Collagen Shortening: An Experimental Approach With Heat

Abstract

Decreasing joint laxity is a clinical goal of ligament reconstructions. This in vitro study examined the structural and histologic effects of heat shrinkage of human collagen. Two preliminary studies were performed to assess the effect of heat on fresh frozen human tendons obtained from a local tissue bank. As heat was applied to tissue in a saline solution, the percent shrinkage was plotted against temperature. A second study used a freebeam Nd:YAG laser to maximally shrink patellar tendons measuring percent shrinkage versus energy applied. Finally, the effects of 10% shrinkage of fresh frozen human patellar tendons were analyzed mechanically and histologically. Consistent tendon shrinkage curves were found with increasing temperatures in a saline solution. A sharp increase in shrinkage to approximately 70% of resting length was noted around 70° C. Tendon shrinkage by laser induced heat was precise and dose related.

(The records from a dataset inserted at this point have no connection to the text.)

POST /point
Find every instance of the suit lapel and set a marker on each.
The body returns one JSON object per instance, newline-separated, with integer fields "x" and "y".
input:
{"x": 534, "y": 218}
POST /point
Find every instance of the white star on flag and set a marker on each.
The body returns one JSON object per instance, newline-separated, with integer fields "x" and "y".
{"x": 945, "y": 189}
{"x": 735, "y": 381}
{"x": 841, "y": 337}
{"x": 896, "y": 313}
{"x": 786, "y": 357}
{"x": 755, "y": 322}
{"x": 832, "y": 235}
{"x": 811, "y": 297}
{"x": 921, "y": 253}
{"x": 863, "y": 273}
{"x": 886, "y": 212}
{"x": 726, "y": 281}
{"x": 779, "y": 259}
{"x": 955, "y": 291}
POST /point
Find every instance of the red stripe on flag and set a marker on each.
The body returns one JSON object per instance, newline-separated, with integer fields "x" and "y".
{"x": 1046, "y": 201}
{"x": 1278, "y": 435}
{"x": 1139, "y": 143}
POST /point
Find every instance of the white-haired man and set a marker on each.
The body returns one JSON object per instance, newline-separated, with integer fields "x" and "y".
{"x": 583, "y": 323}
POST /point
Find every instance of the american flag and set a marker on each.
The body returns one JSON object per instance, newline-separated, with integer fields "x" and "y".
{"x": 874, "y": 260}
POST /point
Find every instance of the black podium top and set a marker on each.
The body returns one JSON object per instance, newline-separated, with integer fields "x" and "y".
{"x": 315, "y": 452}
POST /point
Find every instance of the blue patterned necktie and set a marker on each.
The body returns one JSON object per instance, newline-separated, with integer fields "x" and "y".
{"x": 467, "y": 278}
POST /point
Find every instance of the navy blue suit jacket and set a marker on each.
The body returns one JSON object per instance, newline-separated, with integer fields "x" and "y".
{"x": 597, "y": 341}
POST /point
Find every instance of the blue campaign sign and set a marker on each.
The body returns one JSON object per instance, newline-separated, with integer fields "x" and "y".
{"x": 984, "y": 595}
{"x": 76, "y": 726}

Tensile testing of the tendons shortened 10% of their resting length showed a decrease in load to failure to approximately ⅓ compared with that of historical control specimens. Histologic sections showed a well demarcated site of diffuse denaturation and degeneration of collagenous elements. Normal collagen was present adjacent to these thermal changes. These experiments showed that collagen tissue can be shortened precisely by the application of heat. Future studies need to examine the in vivo biologic response of shortened collagen tissue with time, especially recollagenization, restoration of length, and the long term biomechanical effects.